[Machine Learning/Artificial Intelligence] Major Assignment: Handwritten Number Recognition System

written in front

The reference is https://zh.d2l.ai/index.html

1. Purpose and requirements of large-scale operation design

(1) Use the learned clustering algorithm to complete a simple image segmentation system.
(2) Program and use relevant software to complete large-scale homework tests and obtain experimental results.
(3) Draw experimental conclusions through the analysis of experimental results, cultivate students' innovative thinking and ability to write experimental reports, as well as the preliminary ability to deal with general engineering design technical problems and a scientific attitude of seeking truth from facts.
(4) Take advantage of the advantages of more intuitive, convenient and easy-to-operate experiments to improve students' interest in learning, let students design and implement experiments independently, and bring out their potential enthusiasm and creativity.
(5) Through the training of experiments, students can further master the image classification problem based on convolutional neural network, and further understand the significance of learning machine learning knowledge.

2. Major job design content

Big homework 1: Handwritten digit recognition system.
This project requires the selection of machine learning algorithms to design and implement a handwritten digit recognition system. Handwritten digit recognition has important applications in daily life, such as remittance slips, bank check processing, and mail sorting. Handwritten digit recognition usually requires high precision. Although there are only 10 categories, each handwriting is different, so it is difficult to achieve accurate recognition. The specific requirements of the project are as follows:
(1) Use the MNIST handwritten digit data set to perform handwritten digit recognition (refer to textbook P186, example 6.2).
(2) Select an appropriate machine learning algorithm for handwritten digit recognition and train a classification model, requiring the recognition accuracy to be as high as possible.
(3) Write a simple user interface that can load pictures of handwritten numbers and call algorithms to recognize numbers.

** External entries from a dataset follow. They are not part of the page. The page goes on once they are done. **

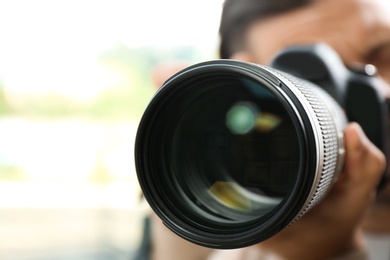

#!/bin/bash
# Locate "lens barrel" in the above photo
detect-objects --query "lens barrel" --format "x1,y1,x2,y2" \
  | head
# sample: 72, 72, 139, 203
135, 60, 347, 249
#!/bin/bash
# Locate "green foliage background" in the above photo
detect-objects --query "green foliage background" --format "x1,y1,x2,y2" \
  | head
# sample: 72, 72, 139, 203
0, 45, 209, 121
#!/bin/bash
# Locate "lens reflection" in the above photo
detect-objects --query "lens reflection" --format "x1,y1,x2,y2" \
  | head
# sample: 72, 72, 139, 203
170, 74, 299, 221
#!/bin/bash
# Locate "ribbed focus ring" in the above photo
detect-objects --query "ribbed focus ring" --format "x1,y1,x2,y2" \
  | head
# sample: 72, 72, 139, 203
265, 67, 346, 221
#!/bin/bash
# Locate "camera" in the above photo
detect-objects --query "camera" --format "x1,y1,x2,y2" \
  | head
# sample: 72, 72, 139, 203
135, 43, 387, 249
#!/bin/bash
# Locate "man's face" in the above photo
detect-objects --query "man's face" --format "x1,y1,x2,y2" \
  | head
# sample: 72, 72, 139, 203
232, 0, 390, 232
241, 0, 390, 82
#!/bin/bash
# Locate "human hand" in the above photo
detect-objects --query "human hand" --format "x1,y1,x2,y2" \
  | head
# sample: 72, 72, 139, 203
257, 123, 385, 259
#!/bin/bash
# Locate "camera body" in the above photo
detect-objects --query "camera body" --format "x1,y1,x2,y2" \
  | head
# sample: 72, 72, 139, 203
135, 44, 387, 249
270, 43, 389, 189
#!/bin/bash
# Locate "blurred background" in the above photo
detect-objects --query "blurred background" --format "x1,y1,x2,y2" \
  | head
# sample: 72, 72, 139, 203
0, 0, 222, 260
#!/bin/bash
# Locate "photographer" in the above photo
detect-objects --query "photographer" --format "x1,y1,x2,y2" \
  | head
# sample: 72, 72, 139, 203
140, 0, 390, 260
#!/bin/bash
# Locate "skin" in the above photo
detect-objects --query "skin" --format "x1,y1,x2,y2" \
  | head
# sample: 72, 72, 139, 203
153, 0, 390, 259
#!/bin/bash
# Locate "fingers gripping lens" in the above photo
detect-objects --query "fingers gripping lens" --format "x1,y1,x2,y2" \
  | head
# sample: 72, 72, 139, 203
136, 60, 345, 248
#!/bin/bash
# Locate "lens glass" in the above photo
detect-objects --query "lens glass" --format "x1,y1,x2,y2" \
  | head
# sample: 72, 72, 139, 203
164, 74, 300, 222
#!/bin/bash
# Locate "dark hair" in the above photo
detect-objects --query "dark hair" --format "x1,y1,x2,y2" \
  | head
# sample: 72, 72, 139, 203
219, 0, 311, 59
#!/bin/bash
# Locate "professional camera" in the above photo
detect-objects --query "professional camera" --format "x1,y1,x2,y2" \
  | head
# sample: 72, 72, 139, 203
135, 44, 387, 249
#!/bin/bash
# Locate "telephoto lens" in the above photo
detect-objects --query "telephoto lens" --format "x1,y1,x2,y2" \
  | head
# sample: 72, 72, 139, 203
135, 60, 347, 249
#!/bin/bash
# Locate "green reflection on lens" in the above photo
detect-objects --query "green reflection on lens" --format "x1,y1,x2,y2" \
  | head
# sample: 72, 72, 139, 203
226, 103, 258, 135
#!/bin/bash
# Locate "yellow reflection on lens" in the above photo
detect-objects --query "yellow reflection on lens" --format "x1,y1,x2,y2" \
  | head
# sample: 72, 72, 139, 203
209, 181, 252, 211
255, 112, 282, 133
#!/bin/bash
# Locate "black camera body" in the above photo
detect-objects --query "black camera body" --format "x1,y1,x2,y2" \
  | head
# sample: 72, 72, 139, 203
270, 43, 389, 189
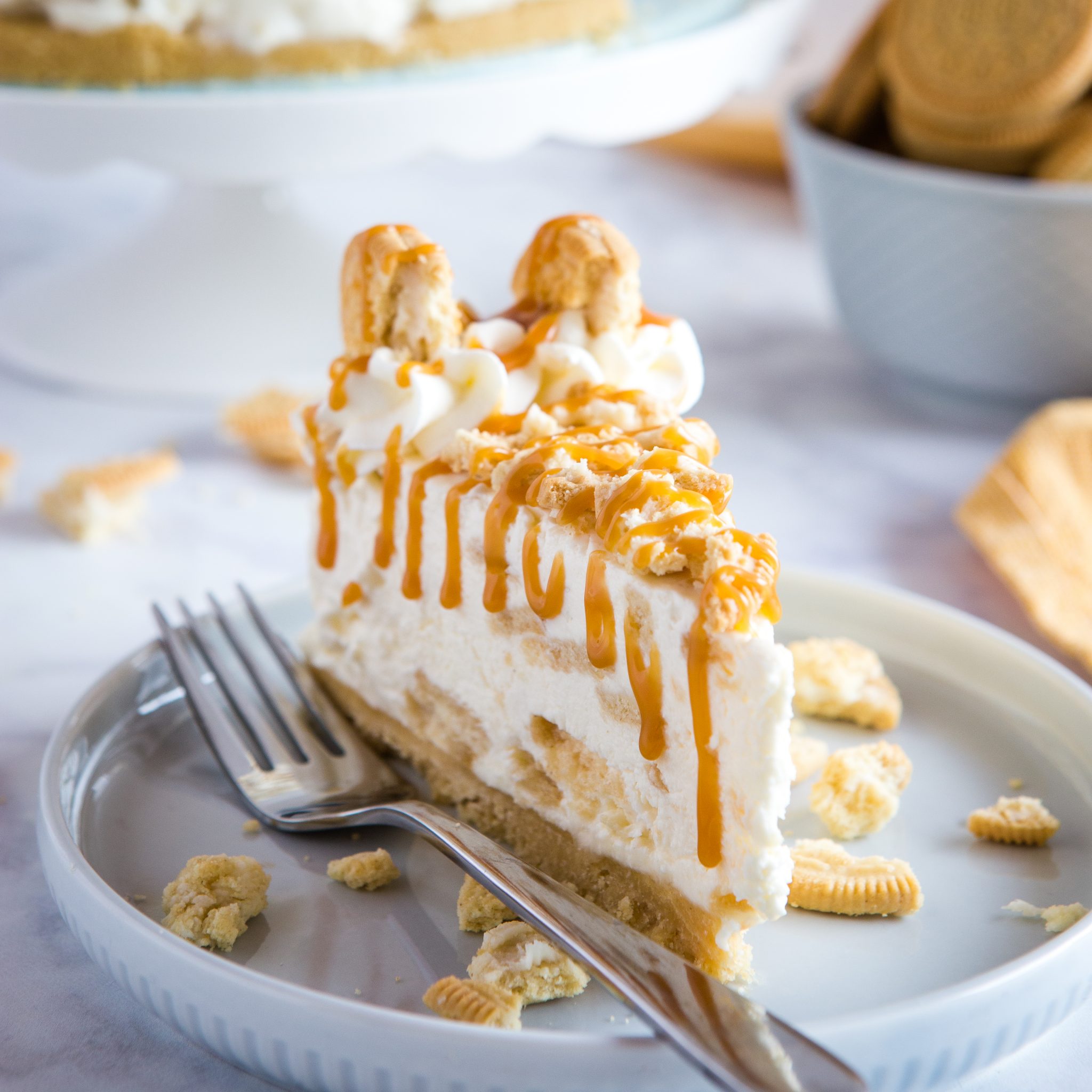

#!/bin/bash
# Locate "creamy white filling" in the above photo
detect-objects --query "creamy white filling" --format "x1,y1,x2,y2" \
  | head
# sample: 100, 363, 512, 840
0, 0, 546, 52
306, 464, 793, 942
318, 311, 704, 470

3. Program development and operating environment

Graphics card: NVIDIA graphics card, CUDA 11.7.
System and environment: Windows11 operating system, base virtual environment of Anaconda3.
IDE: Pycharm Community integrated development environment, Jupyter Notebook
deep learning framework: PyTorch deep learning framework, based on GPU version.
Graphical interface framework: PyQt5

4. Design text

(Including analysis and design ideas, flow charts of each module, pseudo-code of main algorithms, etc. If there is any improvement or expansion, please focus on one section for explanation)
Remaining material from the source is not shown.